Complex Morphological Changes in Marine Coarse Sediment Bedforms
On inner continental shelves, a variety of coarse grained bedforms, such as gravel dunes, are shaped by hydrodynamic and morphodynamic processes. Repeat, high-resolution, multibeam surveys are crucial to identify geomorphological changes on the seafloor, especially in the extremely dynamic shallow waters (< 200 m water depth). Timeseries bathymetric datasets allow us to measure and monitor spatial- and temporal changes in submarine bedforms and determine their evolution patterns. This is important for a better understanding of the sediment transport processes and the related hydrodynamics, but also to determine the settings for benthic ecosystems and identify changes in seafloor geomorphology to prevent potential damage of offshore infrastructure and maritime pathways.

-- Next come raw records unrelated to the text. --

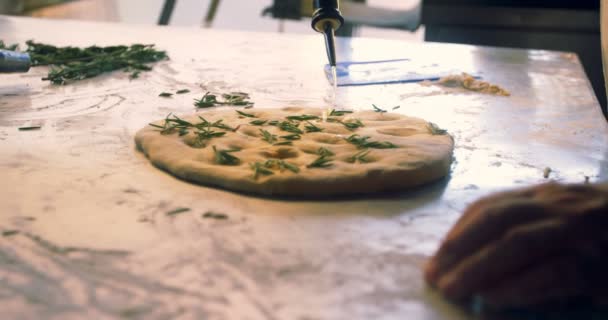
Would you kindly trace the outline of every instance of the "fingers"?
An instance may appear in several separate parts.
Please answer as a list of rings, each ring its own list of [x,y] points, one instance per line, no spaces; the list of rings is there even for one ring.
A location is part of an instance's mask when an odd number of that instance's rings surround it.
[[[553,219],[517,227],[440,275],[437,287],[461,300],[567,247],[567,224]]]
[[[474,207],[476,219],[458,223],[452,229],[426,269],[427,281],[437,279],[456,263],[487,243],[500,239],[516,226],[530,224],[552,216],[545,206],[531,199],[497,199],[490,207]]]
[[[480,296],[484,305],[494,309],[530,307],[582,296],[583,283],[576,257],[565,256],[505,278]]]

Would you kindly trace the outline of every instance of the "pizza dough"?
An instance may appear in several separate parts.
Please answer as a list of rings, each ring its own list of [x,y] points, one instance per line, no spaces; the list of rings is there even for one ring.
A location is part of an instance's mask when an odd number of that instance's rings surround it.
[[[444,177],[454,141],[397,113],[318,108],[169,115],[135,136],[176,177],[233,191],[332,196],[404,190]]]

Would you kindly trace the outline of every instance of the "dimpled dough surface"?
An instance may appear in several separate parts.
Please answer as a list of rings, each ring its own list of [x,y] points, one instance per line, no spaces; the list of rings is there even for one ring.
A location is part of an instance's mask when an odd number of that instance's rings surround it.
[[[329,110],[331,111],[331,110]],[[282,196],[329,196],[377,193],[416,187],[444,177],[452,162],[454,142],[448,134],[438,134],[430,123],[397,113],[359,111],[342,116],[327,116],[328,110],[318,108],[247,109],[255,118],[244,117],[235,109],[211,110],[180,119],[200,123],[199,116],[209,122],[222,120],[224,124],[236,128],[235,131],[211,128],[216,132],[226,132],[222,137],[203,140],[195,145],[196,135],[189,130],[180,136],[177,131],[161,134],[160,129],[146,126],[137,132],[135,142],[158,168],[166,170],[184,180],[206,186],[222,187],[234,191],[263,195]],[[262,126],[250,124],[254,120],[285,121],[288,116],[314,115],[319,119],[310,120],[322,132],[301,134],[300,140],[292,145],[275,146],[262,139],[260,129],[277,136],[277,142],[286,141],[281,136],[290,132],[266,123]],[[363,123],[363,127],[347,129],[340,122],[324,119],[339,119],[342,122]],[[163,126],[165,120],[154,122]],[[305,131],[306,121],[298,127]],[[396,148],[368,148],[365,161],[352,162],[358,152],[365,152],[347,141],[353,134],[369,136],[368,141],[390,142]],[[217,150],[235,150],[230,155],[240,161],[236,165],[216,162]],[[308,168],[307,165],[319,158],[319,148],[334,153],[330,166]],[[265,163],[269,159],[280,159],[299,168],[291,170],[269,168],[273,173],[254,177],[251,163]]]

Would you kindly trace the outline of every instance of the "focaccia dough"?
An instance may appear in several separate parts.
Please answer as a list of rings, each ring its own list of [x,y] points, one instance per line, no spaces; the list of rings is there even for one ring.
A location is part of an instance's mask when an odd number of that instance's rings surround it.
[[[158,168],[176,177],[206,186],[262,195],[331,196],[378,193],[404,190],[444,177],[452,162],[452,137],[432,123],[397,113],[360,111],[341,116],[328,116],[319,108],[248,109],[245,117],[234,109],[211,110],[179,119],[193,124],[222,120],[235,130],[212,128],[226,132],[224,136],[197,140],[195,130],[173,130],[161,134],[158,127],[146,126],[137,132],[135,142]],[[322,128],[321,132],[305,132],[292,145],[273,145],[262,139],[262,130],[276,135],[276,142],[291,132],[266,123],[252,125],[251,121],[288,121],[288,116],[313,115],[319,119],[292,121],[302,131],[305,126]],[[204,119],[202,120],[201,119]],[[349,129],[343,123],[361,121],[362,127]],[[166,120],[153,123],[163,126]],[[333,121],[333,122],[330,122]],[[339,122],[337,122],[339,121]],[[347,141],[352,135],[369,137],[368,142],[381,142],[394,148],[358,148]],[[217,163],[215,150],[230,152],[240,161],[226,165]],[[319,159],[319,149],[333,153],[327,167],[308,167]],[[367,153],[363,160],[352,157]],[[252,164],[258,166],[268,160],[282,160],[297,167],[298,172],[284,167],[264,167],[272,174],[254,174]]]

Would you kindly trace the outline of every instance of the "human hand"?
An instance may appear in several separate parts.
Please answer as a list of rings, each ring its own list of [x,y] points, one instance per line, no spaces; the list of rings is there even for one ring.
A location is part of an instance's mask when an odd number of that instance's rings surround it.
[[[482,198],[425,270],[453,301],[494,308],[608,303],[608,185],[549,183]]]

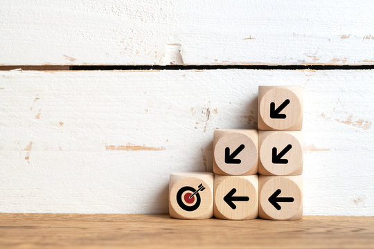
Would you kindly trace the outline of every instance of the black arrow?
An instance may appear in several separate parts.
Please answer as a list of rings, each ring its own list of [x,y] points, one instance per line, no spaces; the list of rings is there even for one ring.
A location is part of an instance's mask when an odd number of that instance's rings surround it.
[[[280,111],[282,111],[283,109],[285,109],[287,105],[290,104],[290,100],[287,99],[285,100],[284,102],[282,103],[278,108],[275,109],[275,103],[271,102],[270,103],[270,118],[281,118],[285,119],[286,118],[285,114],[279,114]]]
[[[235,157],[238,156],[239,153],[240,153],[241,151],[243,150],[244,148],[244,145],[240,145],[236,149],[232,154],[230,155],[230,148],[226,147],[224,149],[224,163],[233,163],[233,164],[239,164],[242,163],[242,160],[240,159],[235,159]]]
[[[278,197],[282,190],[278,189],[276,192],[269,197],[269,202],[276,208],[277,210],[280,210],[280,206],[278,204],[278,202],[294,202],[292,197]]]
[[[279,152],[278,154],[276,154],[276,148],[274,147],[271,154],[271,163],[282,164],[288,163],[288,160],[282,159],[282,157],[285,156],[285,154],[288,152],[288,151],[290,150],[292,147],[292,145],[287,145],[285,149],[283,149],[280,152]]]
[[[248,196],[233,196],[236,192],[236,189],[232,189],[224,197],[224,201],[226,201],[227,205],[230,206],[232,209],[236,208],[236,205],[234,204],[233,201],[249,201],[249,197]]]

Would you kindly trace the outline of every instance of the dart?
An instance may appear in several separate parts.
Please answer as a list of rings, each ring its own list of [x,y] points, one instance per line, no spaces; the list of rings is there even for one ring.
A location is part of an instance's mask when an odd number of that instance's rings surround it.
[[[193,198],[193,196],[194,195],[195,195],[199,191],[203,191],[204,190],[205,190],[205,187],[203,186],[202,183],[200,183],[200,185],[198,186],[199,189],[197,190],[196,190],[195,192],[194,192],[193,193],[193,194],[191,194],[188,198],[189,199],[191,199]]]

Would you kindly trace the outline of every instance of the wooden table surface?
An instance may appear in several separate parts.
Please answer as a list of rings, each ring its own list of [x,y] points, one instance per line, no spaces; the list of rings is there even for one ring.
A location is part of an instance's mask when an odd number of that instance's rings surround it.
[[[0,214],[0,248],[374,248],[374,217],[187,221],[163,214]]]

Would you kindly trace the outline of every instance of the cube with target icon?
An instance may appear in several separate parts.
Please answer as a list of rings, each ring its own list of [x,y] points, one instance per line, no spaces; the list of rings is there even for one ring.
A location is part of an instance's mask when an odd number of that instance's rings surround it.
[[[213,173],[177,172],[169,181],[169,214],[184,219],[203,219],[213,215]]]

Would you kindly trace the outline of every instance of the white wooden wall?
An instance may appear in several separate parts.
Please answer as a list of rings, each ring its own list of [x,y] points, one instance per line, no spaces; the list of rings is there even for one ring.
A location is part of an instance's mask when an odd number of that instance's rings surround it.
[[[1,65],[373,64],[371,0],[1,0]]]
[[[0,66],[374,64],[369,1],[1,1]],[[1,67],[0,67],[1,69]],[[304,213],[374,215],[374,70],[0,71],[0,212],[166,213],[256,128],[258,85],[304,88]]]

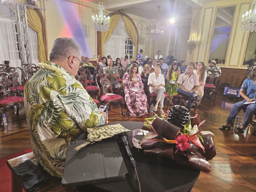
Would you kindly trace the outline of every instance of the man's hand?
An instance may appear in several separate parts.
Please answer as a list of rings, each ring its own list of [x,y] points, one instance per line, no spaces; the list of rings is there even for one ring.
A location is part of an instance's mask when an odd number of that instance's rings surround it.
[[[103,117],[104,118],[104,119],[105,119],[105,123],[107,122],[107,114],[105,112],[103,112],[102,111],[99,111],[100,113],[101,113],[102,115],[103,116]]]

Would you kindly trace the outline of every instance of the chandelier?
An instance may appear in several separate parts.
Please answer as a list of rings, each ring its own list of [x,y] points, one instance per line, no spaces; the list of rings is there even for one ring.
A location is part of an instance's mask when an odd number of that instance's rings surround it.
[[[151,38],[154,40],[158,40],[161,39],[162,36],[164,32],[160,31],[160,22],[159,21],[159,12],[160,10],[160,6],[158,6],[158,16],[157,17],[157,21],[156,22],[156,30],[151,30]]]
[[[92,17],[93,27],[94,30],[101,32],[107,31],[109,29],[110,18],[103,15],[103,11],[105,11],[103,0],[100,0],[99,2],[98,10],[99,11],[99,17],[96,14],[95,17],[93,15]]]
[[[246,11],[245,15],[243,14],[242,15],[242,24],[241,27],[246,32],[251,31],[256,32],[256,0],[253,1],[254,8],[252,12],[252,10]]]
[[[189,39],[188,40],[188,46],[187,48],[188,50],[189,51],[189,53],[192,54],[192,52],[195,49],[196,45],[196,39],[193,36],[192,36],[191,38],[189,38]]]

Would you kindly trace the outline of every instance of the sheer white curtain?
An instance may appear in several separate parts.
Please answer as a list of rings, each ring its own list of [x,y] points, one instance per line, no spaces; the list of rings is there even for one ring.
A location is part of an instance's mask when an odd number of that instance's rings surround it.
[[[0,63],[5,60],[11,67],[20,66],[14,21],[0,19]]]
[[[28,34],[31,62],[38,66],[39,61],[38,59],[37,33],[29,27]]]
[[[110,55],[115,61],[117,58],[123,59],[125,52],[126,37],[129,36],[121,17],[112,35],[104,44],[105,54]]]

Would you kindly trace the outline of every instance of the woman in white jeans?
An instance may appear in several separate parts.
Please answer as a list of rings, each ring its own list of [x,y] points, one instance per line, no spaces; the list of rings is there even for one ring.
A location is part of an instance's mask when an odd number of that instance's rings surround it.
[[[159,104],[159,113],[161,115],[165,115],[165,113],[163,110],[164,99],[164,75],[159,72],[161,65],[157,63],[155,67],[155,71],[149,74],[148,85],[150,86],[149,91],[151,93],[154,93],[156,94],[156,105],[154,108],[154,111],[157,110]]]

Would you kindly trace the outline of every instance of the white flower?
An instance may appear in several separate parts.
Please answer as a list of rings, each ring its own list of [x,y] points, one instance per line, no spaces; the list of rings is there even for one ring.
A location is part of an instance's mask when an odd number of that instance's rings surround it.
[[[190,132],[190,135],[193,135],[195,133],[197,133],[199,130],[198,130],[197,126],[195,125],[193,127],[193,128],[191,125],[190,125],[189,128],[189,131]]]

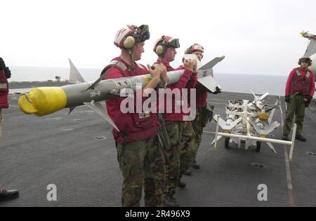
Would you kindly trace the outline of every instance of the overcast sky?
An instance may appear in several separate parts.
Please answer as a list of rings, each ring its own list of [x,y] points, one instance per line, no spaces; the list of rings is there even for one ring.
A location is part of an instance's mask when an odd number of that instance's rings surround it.
[[[141,63],[152,63],[154,41],[179,38],[180,65],[193,43],[204,62],[226,58],[214,69],[232,74],[288,74],[316,34],[315,0],[0,0],[0,56],[8,66],[103,68],[120,51],[113,44],[127,24],[150,26]]]

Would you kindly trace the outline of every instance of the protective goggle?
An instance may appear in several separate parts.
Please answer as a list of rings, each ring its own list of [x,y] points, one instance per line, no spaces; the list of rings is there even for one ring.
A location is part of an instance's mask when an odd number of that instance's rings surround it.
[[[310,58],[302,58],[300,59],[301,62],[304,62],[304,63],[308,63],[310,62]]]
[[[178,39],[173,39],[168,43],[164,44],[167,47],[172,47],[175,48],[180,48],[180,43]]]
[[[143,25],[136,29],[136,33],[133,34],[138,42],[145,41],[150,37],[149,27],[147,25]]]

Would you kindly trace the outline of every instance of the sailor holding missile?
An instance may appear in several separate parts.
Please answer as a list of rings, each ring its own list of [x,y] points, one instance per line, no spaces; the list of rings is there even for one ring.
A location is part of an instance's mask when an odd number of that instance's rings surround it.
[[[112,67],[105,79],[145,74],[149,69],[152,79],[145,88],[137,93],[146,93],[145,89],[156,88],[160,76],[166,74],[166,68],[160,65],[156,65],[154,69],[150,67],[147,69],[135,62],[140,60],[145,41],[149,38],[147,25],[126,25],[120,29],[114,43],[121,49],[121,55],[103,69],[102,74]],[[152,112],[124,114],[120,108],[124,99],[119,97],[105,100],[107,112],[119,129],[118,131],[113,128],[112,133],[124,178],[122,205],[140,206],[144,186],[145,206],[159,206],[165,185],[165,171],[164,159],[158,145],[157,114]]]
[[[185,51],[185,54],[195,54],[199,61],[202,60],[204,53],[204,48],[198,43],[192,44]],[[213,77],[213,74],[209,77]],[[207,122],[212,119],[213,106],[208,105],[207,104],[207,95],[210,91],[205,86],[201,83],[197,82],[195,88],[197,89],[197,116],[192,121],[192,126],[195,133],[195,140],[197,142],[196,154],[197,154],[197,149],[202,142],[203,128],[206,126]],[[213,94],[220,93],[220,90],[216,90],[216,91],[213,92]],[[199,164],[196,161],[195,159],[192,164],[192,167],[196,169],[199,168]]]
[[[154,52],[158,55],[156,64],[164,64],[168,72],[176,70],[170,65],[170,62],[174,60],[177,53],[176,49],[179,47],[178,39],[174,39],[169,36],[162,36],[156,41],[154,46]],[[185,88],[193,88],[195,86],[197,76],[196,72],[195,72],[196,69],[194,70],[194,69],[196,65],[195,60],[185,60],[183,67],[177,69],[185,70],[179,81],[168,86],[168,88],[171,90],[178,89],[178,91],[180,93],[180,98],[181,99],[183,98],[182,89]],[[185,183],[180,182],[180,177],[194,160],[193,157],[192,162],[180,161],[182,153],[193,153],[196,149],[191,121],[185,121],[185,116],[187,114],[183,113],[182,109],[180,112],[175,112],[176,106],[181,106],[185,101],[182,100],[176,100],[176,95],[174,98],[175,99],[172,99],[171,102],[172,112],[171,113],[166,111],[164,112],[166,130],[171,143],[171,147],[164,147],[164,154],[166,158],[166,184],[164,204],[171,207],[179,206],[174,198],[176,189],[178,185],[181,187],[185,187]],[[168,108],[166,105],[164,107]],[[187,159],[188,158],[186,158],[185,160]],[[190,159],[190,161],[191,161],[191,159]]]

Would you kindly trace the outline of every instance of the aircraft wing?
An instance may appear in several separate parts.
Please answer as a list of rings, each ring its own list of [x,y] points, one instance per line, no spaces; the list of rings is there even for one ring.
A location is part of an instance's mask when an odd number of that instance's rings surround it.
[[[210,69],[212,69],[213,67],[216,65],[218,63],[221,62],[225,58],[225,56],[222,57],[216,57],[214,59],[213,59],[209,62],[206,63],[206,65],[203,65],[200,68],[199,68],[199,70],[208,70]]]

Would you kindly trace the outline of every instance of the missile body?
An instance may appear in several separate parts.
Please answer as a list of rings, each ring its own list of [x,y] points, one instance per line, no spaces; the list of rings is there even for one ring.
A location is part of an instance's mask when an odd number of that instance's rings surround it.
[[[220,58],[221,60],[224,57]],[[70,60],[70,62],[71,72],[74,70],[80,74],[72,62]],[[213,62],[212,64],[214,65],[214,60],[211,62]],[[198,81],[201,80],[200,82],[211,91],[216,91],[220,87],[212,77],[210,77],[210,75],[213,74],[212,67],[209,65],[211,62],[204,65],[209,69],[203,69],[202,67],[199,69]],[[216,61],[216,64],[218,62]],[[183,72],[184,70],[168,72],[168,85],[177,83]],[[72,109],[84,105],[89,106],[88,103],[95,104],[106,99],[119,96],[121,90],[124,88],[131,88],[135,93],[136,89],[140,89],[140,85],[143,88],[150,79],[150,74],[144,74],[97,81],[94,83],[86,82],[62,87],[37,88],[22,95],[19,99],[18,105],[20,109],[26,114],[44,116],[64,108]]]

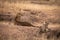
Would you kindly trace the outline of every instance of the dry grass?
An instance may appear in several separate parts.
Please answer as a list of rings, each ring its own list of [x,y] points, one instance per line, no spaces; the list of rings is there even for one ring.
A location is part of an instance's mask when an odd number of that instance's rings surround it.
[[[56,14],[60,13],[60,6],[55,5],[51,6],[9,2],[0,3],[0,5],[0,13],[11,12],[13,15],[19,13],[21,9],[29,9],[32,11],[42,11],[43,13],[48,15],[47,18],[54,18],[55,20],[55,17],[59,17]],[[17,26],[12,24],[8,24],[7,22],[0,22],[0,40],[58,40],[56,38],[47,39],[46,34],[39,34],[40,29],[38,27]],[[50,26],[55,27],[55,24]],[[60,25],[58,27],[60,27]]]

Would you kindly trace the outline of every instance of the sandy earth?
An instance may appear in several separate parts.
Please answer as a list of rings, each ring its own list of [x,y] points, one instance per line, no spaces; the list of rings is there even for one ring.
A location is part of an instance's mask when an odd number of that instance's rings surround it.
[[[55,21],[55,19],[57,21],[58,19],[60,20],[60,17],[57,16],[60,15],[60,6],[9,2],[0,3],[0,5],[0,13],[11,12],[12,15],[16,16],[16,14],[19,13],[21,9],[29,9],[32,10],[32,12],[42,11],[48,16],[47,18],[51,19],[52,21]],[[50,23],[48,27],[52,30],[59,30],[60,24]],[[15,25],[13,22],[0,22],[0,40],[49,40],[46,38],[45,34],[40,35],[39,31],[39,27]],[[55,39],[53,38],[50,40]]]

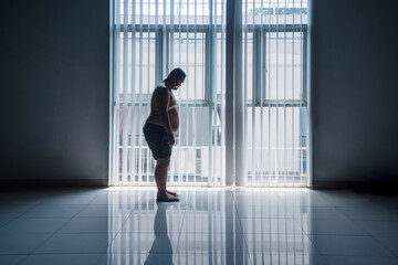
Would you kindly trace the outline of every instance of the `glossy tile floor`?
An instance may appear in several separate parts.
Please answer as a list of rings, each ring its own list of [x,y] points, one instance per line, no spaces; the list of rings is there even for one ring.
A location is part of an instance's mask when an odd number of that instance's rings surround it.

We present three multibeam data sets acquired in 2017, 2020 and 2021 over a field of gravel-sand bedforms located in the high-energy Cook Strait / Te Moana-o-Raukawa. In this study we combine timeseries bathymetric data, ground-truth data (video footage and sediment samples) and oceanographic modelling to understand the sediment dynamics in the area. Results show that coarse sand and gravel field of dunes with superimposed megaripples have undergone intricate morphological changes. The ~100-m length and ~15-m height submarine dune crests bifurcate, becoming more complex between 2017-2020, followed by the reforming of dune crests between 2020-2021. Hydrodynamic modelling suggests there is an interaction between the tidal near-bottom currents and the sediment transport, creating a morphological positive feedback, which might be leading the complex bedform morphological changes observed in the repeated mapping surveys.
This study reveals the dynamic nature of the seabed over short time-scales (years) in highly dynamic areas, such as the tidally vigorous Cook Strait region. Our findings demonstrate the importance of repeat multibeam mapping in understanding of the rate and scale of changes on the seafloor.